Stephen Sondheim's Sweeney Todd is a macabre delight. A musical thriller based on a Victorian-era penny dreadful, it relies on a match made in hell – the demon barber of the title, who slaughters his customers, and the conniving Mrs Lovett, who bakes his kill into pies in the shop below.

And who wouldn't want to see Anthony Warlow and Gina Riley as that diabolical duo? It's star casting of infernal genius.

Gina Riley and Anthony Warlow are at the deliciously dark centre of Sweeney Todd.

What are they like? Well, Melbourne theatregoers have a handy point of comparison – a seductive production from Victorian Opera in 2015, with Teddy Tahu Rhodes as Sweeney and Antoinette Halloran as Mrs Lovett, and if this version doesn't always have a crust as crisp, there are fewer hairs and fingernails in the mince.

Where Tahu Rhodes acted robotically, Warlow's presence and histrionic command nail the agony at injustice that turns a tormented victim into a villain capable of genuinely shocking the audience. What follows – the implacable thirst for vengeance, the nihilistic insistence on a Hobbesian vision of "man devouring man" – turns into a self-fulfilling prophecy with doom-laden magnetism.

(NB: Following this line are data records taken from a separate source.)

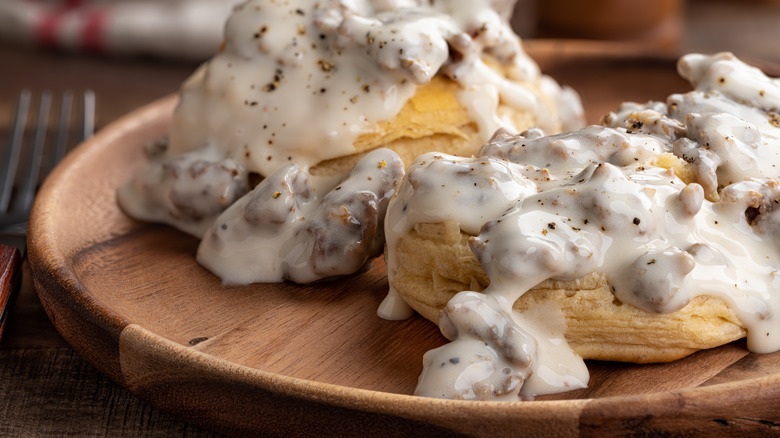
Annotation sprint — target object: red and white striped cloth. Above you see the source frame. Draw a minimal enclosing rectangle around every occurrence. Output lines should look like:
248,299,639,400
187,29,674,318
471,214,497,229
0,0,239,59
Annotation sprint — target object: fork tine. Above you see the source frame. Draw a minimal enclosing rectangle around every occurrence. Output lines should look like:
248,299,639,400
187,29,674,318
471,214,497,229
50,91,73,167
81,90,95,141
0,90,31,213
16,91,51,215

Gina Riley proves an ideal partner in crime. Apart from the accent, which slips a bit of Kim Craig into the Cockney mix, Riley positively glistens with wickedness as Mrs Lovett, her delicious cunning for comedy matched by impressive vocal talent equal to the demands of the role.

As Judge Turpin, Daniel Sumegi's malevolent credentials are beyond reproach – he sang Hagen, after all, in Neil Armfield's Ring Cycle for Opera Australia. Here his acting channels the ghost of Alan Rickman in the Tim Burton film, while the voice builds a deep and reverberant tomb of hypocrisy.

McCredie’s rendition of Johanna soars and he glows with youth unsullied by misfortune.

And the innocent romantic leads (Owen McCredie and Geneveive Kingsford) act well but seem a little vocally mismatched. McCredie's rendition of Johanna soars and he glows with youth unsullied by misfortune, but Kingsford massively overdoes the vibrato when purity of tone is called for.

The supporting cast – Jonathan Hickey's orphan boy, Debra Byrne's beggar woman, Anton Berezin as Beadle Bamford and Tod Strike (understudying Michael Falzon on the night) as Signor Pirelli – all have memorable moments of comedy, mischief and horror.

Yet Theresa Borg's direction isn't as immersive in its world-building as it could be. Even though the initial sequence, where Sweeney is summoned from beyond the grave in a Victorian séance, works, the set seems static and half-heartedly tricksy, leading to overcompensation with stage business in crowd scenes.

Still, with conductor Vanessa Scammell and a full orchestra onstage, it's a tight fit.

This Sweeeney Todd could whet the blade more sharply, but in the end, the atmospherics are carried by Sondheim's brilliant music, and by two of Australia's brightest stars glittering darkly centre stage.